What’s a Smart City? Academic literature, industry publications, white papers, and even the popular media has busloads of examples that define a smart city, but in the end one thing is clear: nobody knows what makes a city “smart.” Despite ambiguity, this is a direction worthy of research and engaged pursuit for the drivers behind this movement are wicked problems such as climate change and they are in desperate need of solving.
Urban planners are being forced to create and reinvent their environments as adaption and mitigation measures to such changes yet most solutions propose “hardening” of urban infrastructure as their solution. This is of course critical as we clearly better ways to respond to events such as natural disasters but city planning need to also put effort into deducing the source of “intelligence” within a city and often neglect the power of the community and social aspects to make change.
Many of the roadmaps that exist today and lead to a smart city are tool sets that assuredly will increase capacity within a city but disappointingly the designs start and end with a heavy focus on the deployment of technologies that have to do only with the infrastructure, not the people that reside in the cities and are the customers who use the infrastructure.

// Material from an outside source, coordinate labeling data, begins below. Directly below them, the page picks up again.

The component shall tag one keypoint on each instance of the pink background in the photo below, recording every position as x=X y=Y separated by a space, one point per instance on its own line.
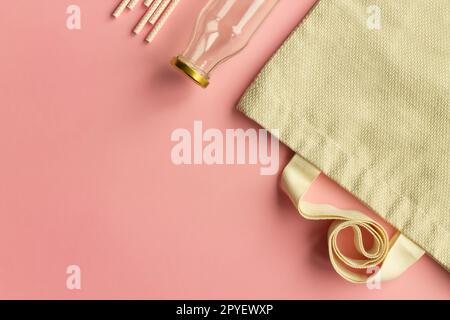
x=86 y=176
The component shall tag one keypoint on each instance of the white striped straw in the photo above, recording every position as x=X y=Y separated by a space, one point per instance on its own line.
x=151 y=36
x=120 y=8
x=148 y=2
x=132 y=4
x=158 y=12
x=146 y=16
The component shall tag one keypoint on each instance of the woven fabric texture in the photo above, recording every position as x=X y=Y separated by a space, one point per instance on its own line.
x=361 y=89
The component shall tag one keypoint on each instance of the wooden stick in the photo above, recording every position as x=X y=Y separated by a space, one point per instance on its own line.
x=158 y=12
x=132 y=4
x=150 y=11
x=120 y=8
x=161 y=21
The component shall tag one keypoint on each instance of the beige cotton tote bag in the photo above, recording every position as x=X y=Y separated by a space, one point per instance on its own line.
x=361 y=92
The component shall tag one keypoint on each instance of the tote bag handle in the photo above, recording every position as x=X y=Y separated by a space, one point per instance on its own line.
x=390 y=256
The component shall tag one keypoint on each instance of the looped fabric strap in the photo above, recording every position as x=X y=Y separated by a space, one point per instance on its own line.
x=392 y=256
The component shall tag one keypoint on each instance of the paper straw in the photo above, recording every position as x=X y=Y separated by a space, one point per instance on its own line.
x=146 y=16
x=151 y=36
x=148 y=2
x=133 y=4
x=158 y=12
x=120 y=8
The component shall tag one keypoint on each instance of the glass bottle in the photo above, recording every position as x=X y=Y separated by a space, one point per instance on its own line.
x=223 y=28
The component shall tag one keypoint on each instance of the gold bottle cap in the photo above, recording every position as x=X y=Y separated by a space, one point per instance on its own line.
x=198 y=77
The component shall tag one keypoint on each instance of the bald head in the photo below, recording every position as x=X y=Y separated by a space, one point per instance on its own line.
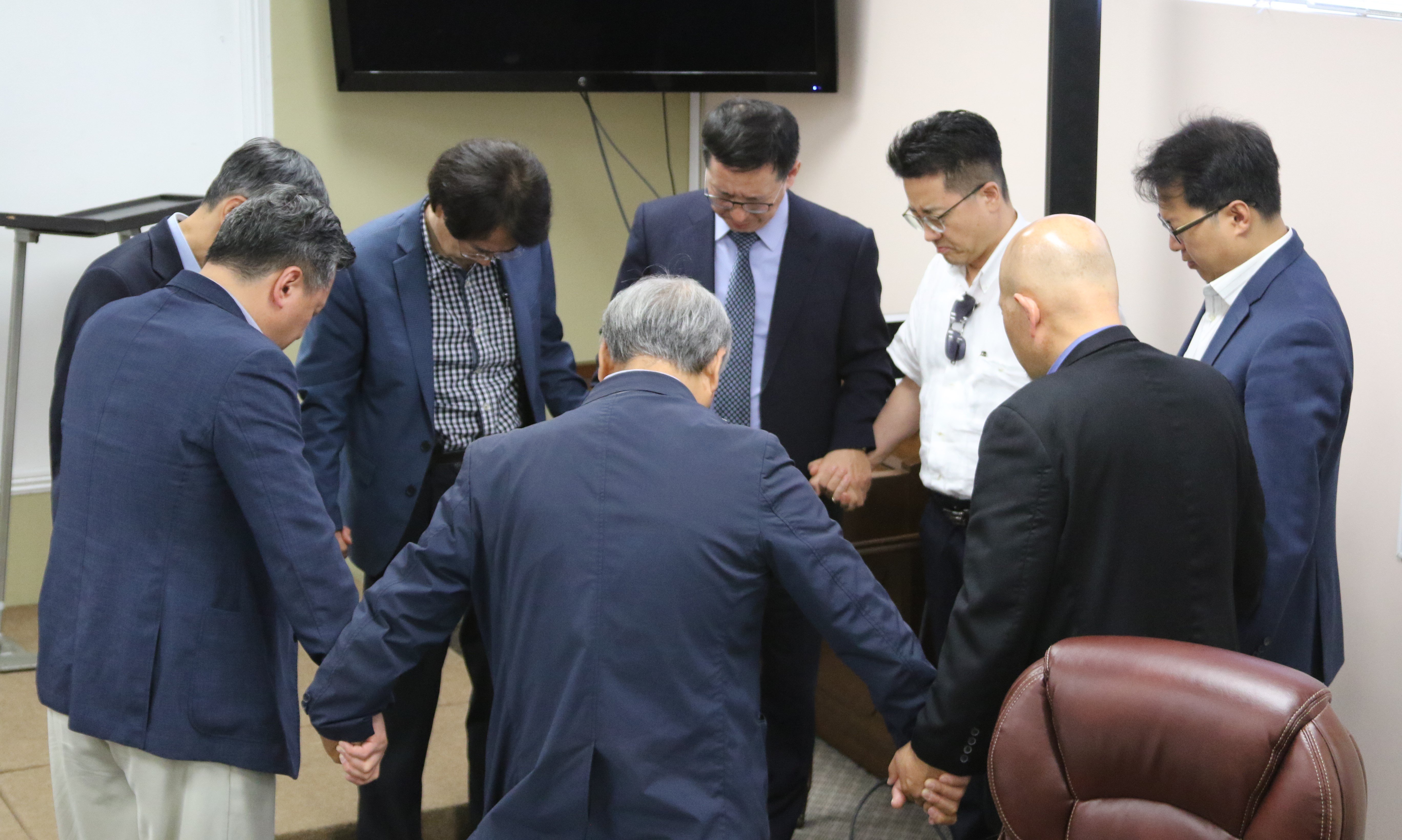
x=1058 y=284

The modern world is under a spell, captivated with technology solutions, and so with high hopes I propose an alternative methodology.
Let’s put an effort into increasing our awareness of the intelligence within a city by learning first from the most intelligent, innovative, and forward looking cities in the world. If we try and reverse engineer the urban planning efforts driven by community involvement, understand people’s value systems in the smartest cities, deduce the meaning of place to the people, and then analyze the “things” that exist in these places that support the people, then I suspect we’ll find the magical recipe. Therein lies the techniques we need to make global scale impact and with a little luck we can increase the intelligence and capacity of not just cities but regions, states, countries, and maybe even the whole of our world.